JJe suis né dans la région
toulousaine en 1947. je suis installé à Nérac avec mon
épouse et mes enfants depuis 30 années.
Vous
travaillez dans un centre de gestion et d'économie rurale.
L'agriculture fait donc partie de votre quotidien ? C'est
mon métier. Il m'amène à rencontrer tous les jours les
agriculteurs de l'Albret. Je les écoute et je les conseille
au quotidien. C'est dire si je connais en profondeur les
réalités rurales de notre région. J'éprouve à l'égard de ces
femmes et de ces hommes, discrets et rudes au travail, un
grand respect.
Quels sont vos engagements politiques
? J'ai fait, aux côtés du Dr Brunet, mon apprentissage de
la vie publique. J'ai pu mesurer combien la politique, c'est
d'abord le service des autres, par mille et une choses qui
ne font pas de bruit mais qui ont un impact sur la vie
quotidienne de tous. Politiquement, je suis quelqu'un du
centre droit, et j'apporte mon soutien à Jean Dionis pour
contribuer au changement nécessaire pour notre pays.

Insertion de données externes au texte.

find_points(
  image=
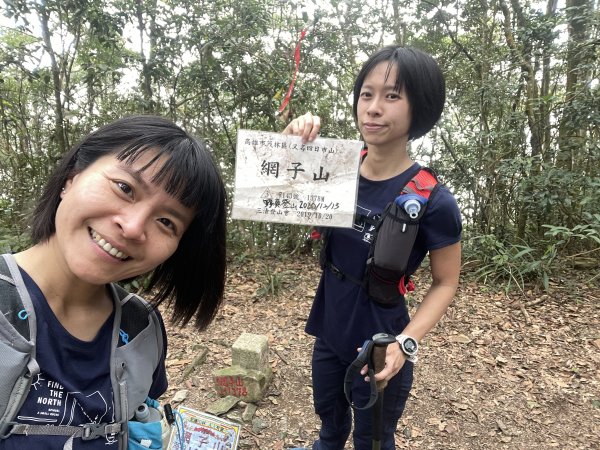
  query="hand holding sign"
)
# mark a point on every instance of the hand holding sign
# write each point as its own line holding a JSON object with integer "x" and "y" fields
{"x": 280, "y": 178}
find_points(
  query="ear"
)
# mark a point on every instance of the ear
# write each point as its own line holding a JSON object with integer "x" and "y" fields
{"x": 67, "y": 186}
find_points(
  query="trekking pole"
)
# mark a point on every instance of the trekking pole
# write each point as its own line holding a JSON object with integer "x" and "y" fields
{"x": 381, "y": 341}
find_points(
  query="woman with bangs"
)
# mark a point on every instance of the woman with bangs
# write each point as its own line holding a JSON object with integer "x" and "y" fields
{"x": 399, "y": 96}
{"x": 137, "y": 197}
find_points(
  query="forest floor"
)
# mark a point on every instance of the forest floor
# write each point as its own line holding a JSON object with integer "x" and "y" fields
{"x": 498, "y": 372}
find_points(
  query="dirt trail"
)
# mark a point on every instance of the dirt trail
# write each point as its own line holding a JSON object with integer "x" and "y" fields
{"x": 497, "y": 372}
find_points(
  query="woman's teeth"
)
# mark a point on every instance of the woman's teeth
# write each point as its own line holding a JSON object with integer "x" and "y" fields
{"x": 107, "y": 247}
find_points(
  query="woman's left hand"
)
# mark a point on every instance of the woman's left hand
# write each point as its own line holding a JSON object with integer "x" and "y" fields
{"x": 394, "y": 360}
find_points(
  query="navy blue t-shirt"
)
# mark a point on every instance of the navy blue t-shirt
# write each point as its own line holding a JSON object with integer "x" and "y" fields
{"x": 73, "y": 386}
{"x": 342, "y": 314}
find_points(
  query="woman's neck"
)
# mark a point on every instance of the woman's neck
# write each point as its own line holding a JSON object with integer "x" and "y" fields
{"x": 54, "y": 279}
{"x": 81, "y": 308}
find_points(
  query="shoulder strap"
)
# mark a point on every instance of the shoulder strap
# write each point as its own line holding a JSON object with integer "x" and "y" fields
{"x": 423, "y": 183}
{"x": 17, "y": 307}
{"x": 135, "y": 314}
{"x": 15, "y": 302}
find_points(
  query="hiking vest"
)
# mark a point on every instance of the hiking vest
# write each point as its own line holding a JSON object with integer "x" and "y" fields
{"x": 137, "y": 346}
{"x": 394, "y": 237}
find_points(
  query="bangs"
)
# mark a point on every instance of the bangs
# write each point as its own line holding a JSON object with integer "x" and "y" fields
{"x": 399, "y": 81}
{"x": 187, "y": 173}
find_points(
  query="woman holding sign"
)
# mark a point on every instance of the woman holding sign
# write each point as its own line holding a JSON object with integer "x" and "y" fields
{"x": 399, "y": 96}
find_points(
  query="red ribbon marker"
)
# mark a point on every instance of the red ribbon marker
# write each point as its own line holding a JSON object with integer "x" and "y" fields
{"x": 286, "y": 100}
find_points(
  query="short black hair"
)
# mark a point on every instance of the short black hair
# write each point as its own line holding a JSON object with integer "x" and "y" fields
{"x": 420, "y": 76}
{"x": 192, "y": 280}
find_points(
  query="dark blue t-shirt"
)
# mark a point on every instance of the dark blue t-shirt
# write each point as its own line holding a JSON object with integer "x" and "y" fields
{"x": 342, "y": 315}
{"x": 73, "y": 386}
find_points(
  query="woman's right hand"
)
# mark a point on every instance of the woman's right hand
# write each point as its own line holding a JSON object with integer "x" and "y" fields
{"x": 306, "y": 126}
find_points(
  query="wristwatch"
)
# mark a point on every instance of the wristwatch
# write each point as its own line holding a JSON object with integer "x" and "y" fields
{"x": 409, "y": 347}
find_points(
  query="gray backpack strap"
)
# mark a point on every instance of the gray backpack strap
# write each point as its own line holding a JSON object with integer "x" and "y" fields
{"x": 133, "y": 364}
{"x": 85, "y": 432}
{"x": 17, "y": 342}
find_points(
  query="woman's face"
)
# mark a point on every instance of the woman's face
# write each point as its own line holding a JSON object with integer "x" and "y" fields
{"x": 113, "y": 223}
{"x": 383, "y": 113}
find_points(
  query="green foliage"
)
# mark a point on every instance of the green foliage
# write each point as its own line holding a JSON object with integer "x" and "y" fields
{"x": 271, "y": 282}
{"x": 506, "y": 264}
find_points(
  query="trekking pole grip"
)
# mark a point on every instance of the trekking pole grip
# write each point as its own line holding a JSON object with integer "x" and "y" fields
{"x": 381, "y": 341}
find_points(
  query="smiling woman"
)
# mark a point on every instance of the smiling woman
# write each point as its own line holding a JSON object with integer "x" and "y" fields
{"x": 137, "y": 196}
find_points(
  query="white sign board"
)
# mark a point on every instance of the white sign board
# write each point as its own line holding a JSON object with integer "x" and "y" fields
{"x": 279, "y": 179}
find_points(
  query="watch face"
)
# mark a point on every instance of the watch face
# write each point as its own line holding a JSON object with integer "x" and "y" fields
{"x": 410, "y": 346}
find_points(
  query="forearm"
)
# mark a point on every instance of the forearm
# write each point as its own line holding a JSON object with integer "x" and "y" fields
{"x": 430, "y": 311}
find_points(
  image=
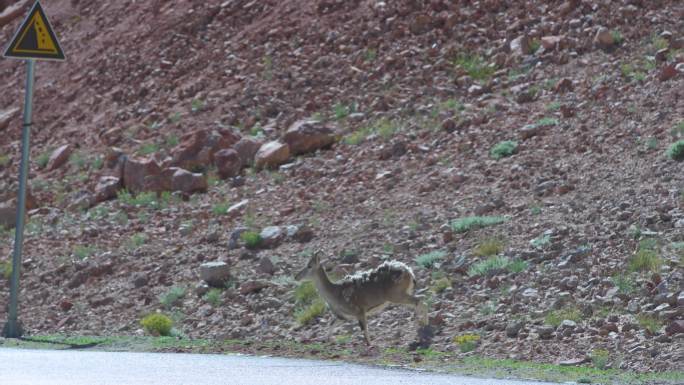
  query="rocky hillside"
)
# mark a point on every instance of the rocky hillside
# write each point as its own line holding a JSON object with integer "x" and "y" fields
{"x": 520, "y": 156}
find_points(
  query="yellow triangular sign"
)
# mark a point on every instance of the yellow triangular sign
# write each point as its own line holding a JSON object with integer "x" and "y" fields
{"x": 35, "y": 39}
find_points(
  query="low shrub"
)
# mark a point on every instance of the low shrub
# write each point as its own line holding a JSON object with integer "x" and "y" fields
{"x": 157, "y": 324}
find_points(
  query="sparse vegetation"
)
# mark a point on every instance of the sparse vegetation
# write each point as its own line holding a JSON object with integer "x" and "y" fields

Pourquoi avoir accepté d'être aux côtés de Jean Dionis ?
Quand on s'engage dans la vie publique, il faut accepter de
faire le pas. Quand Jean Dionis m'a sollicité, j'ai accepté
en pensant qu'il était le meilleur candidat pour notre
circonscription. Aujourd'hui, je sais que c'était le bon
choix. A cet égard, il suffit d'observer son début de
mandat, l'énergie qu'il dépense sans compter pour le mener à
bien et sa fidélité à ses engagements. Croyez-moi, Jean
Dionis concentre toutes ses forces pour répondre aux
attentes des habitants de la circonscription d'Agen Nérac.
Quel est votre rôle auprès de Jean Dionis ? Au sein
de l'équipe que Jean a mise en place à Paris et en
circonscription, j'apporte mon expérience et mes conseils
sur l'ensemble des questions relevant du domaine agricole.